According to an article in Newsweek, Oprah Winfrey had been a member of Chicago’s Trinity United church until the mid-nineties — when she stopped attending services there, in part because of the inflammatory rhetoric of the Rev. Jeremiah Wright. “Winfrey was never that comfortable with the tone of Wright’s more incendiary sermons, which she knew had the power to damage her standing as America’s favorite talk-show host,” writes Alison Samuels in the May 12 issue, and then quotes an old friend of Winfrey’s: “Oprah is a businesswoman first and foremost… She has always been aware that her audience is very mainstream, and doing anything to offend them just wouldn’t be smart.”

It’s interesting that long before Barack Obama knew he would be running for national office, Oprah already knew she was running for whatever weird sister-confessor role she has held for decades — and she knew she could never stop running. I still think Obama and his people were naive not to think that Wright would come back to haunt the candidate but his victory in North Carolina and near victory in Indiana would seem to indicate that this isn’t the controversy that’s going to sink him. Even Newt Gingrich warned Republicans that they were going to need something better than the scary pastor in the closet to beat the Democratic candidate in November. Willie Horton won’t spook no more.

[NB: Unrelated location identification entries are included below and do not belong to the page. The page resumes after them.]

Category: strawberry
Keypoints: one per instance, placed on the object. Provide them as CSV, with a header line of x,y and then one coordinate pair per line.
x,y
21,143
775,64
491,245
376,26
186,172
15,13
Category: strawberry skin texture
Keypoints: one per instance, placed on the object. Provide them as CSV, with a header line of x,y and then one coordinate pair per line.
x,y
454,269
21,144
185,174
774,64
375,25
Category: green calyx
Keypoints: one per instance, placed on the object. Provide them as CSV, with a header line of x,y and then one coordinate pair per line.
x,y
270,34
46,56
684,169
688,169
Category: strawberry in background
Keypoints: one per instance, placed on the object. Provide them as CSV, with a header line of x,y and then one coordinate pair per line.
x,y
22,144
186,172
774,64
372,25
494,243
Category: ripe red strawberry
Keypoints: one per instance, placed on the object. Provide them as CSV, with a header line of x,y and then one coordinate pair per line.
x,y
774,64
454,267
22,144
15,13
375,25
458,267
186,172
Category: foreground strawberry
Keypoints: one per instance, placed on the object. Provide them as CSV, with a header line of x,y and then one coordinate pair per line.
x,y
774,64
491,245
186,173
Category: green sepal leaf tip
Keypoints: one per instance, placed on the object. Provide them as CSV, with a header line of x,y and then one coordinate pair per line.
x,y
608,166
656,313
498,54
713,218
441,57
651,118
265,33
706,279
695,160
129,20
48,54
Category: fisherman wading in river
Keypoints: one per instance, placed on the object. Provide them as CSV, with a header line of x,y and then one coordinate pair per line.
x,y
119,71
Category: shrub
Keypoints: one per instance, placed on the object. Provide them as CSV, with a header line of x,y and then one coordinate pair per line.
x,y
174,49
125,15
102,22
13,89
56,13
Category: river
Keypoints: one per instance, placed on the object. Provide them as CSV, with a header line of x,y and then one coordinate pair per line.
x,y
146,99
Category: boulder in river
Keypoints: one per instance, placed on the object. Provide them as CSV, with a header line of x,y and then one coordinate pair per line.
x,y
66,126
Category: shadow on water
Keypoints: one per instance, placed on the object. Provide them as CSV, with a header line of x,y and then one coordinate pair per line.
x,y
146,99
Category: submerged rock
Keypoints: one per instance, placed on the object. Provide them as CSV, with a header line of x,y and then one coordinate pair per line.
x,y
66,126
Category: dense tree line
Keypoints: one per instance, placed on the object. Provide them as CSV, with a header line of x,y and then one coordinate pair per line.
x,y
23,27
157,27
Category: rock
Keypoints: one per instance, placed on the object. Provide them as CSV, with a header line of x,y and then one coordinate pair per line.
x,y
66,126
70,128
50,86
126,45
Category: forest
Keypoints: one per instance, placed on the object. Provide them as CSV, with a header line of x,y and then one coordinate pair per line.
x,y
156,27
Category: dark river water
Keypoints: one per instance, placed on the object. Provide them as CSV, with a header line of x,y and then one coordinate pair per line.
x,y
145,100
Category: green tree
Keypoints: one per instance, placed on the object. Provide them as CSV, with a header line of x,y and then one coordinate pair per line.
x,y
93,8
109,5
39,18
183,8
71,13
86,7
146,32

I guess I should say presumptive Democratic nominee, since Hillary is now engaged on the last, and possibly strangest, phase of her campaign: the dance macabre. It reminds me of a Randy Newman song: she’s dead but she don’t know it. Or maybe she does, since every pundit and pollster pretty much pronounced her such after she failed to deal a mortal blow to Obama. But after weeks of having meat tenderizer poured on him because of his relationship to Wright, she is the one with the fork being put in her. Watch for her surrogates and winged monkeys to continue to talk up her historic candidacy and the importance of every vote but did you catch Bill’s expression while she was delivering her victory speech in Indiana? When he wasn’t smiling and clapping with the crowd he appeared to be hearing a song of his own, over the hill and very far away…

It must be hard to live your whole life as if you are running for something when you’re not sure what it is; Oprah wanted to be queen of America and damned if she isn’t. Hillary wanted to be president but it’s unlikely she’s going to get another shot. And after that, every other job title just sounds kind of weak. Maybe she can take up preaching.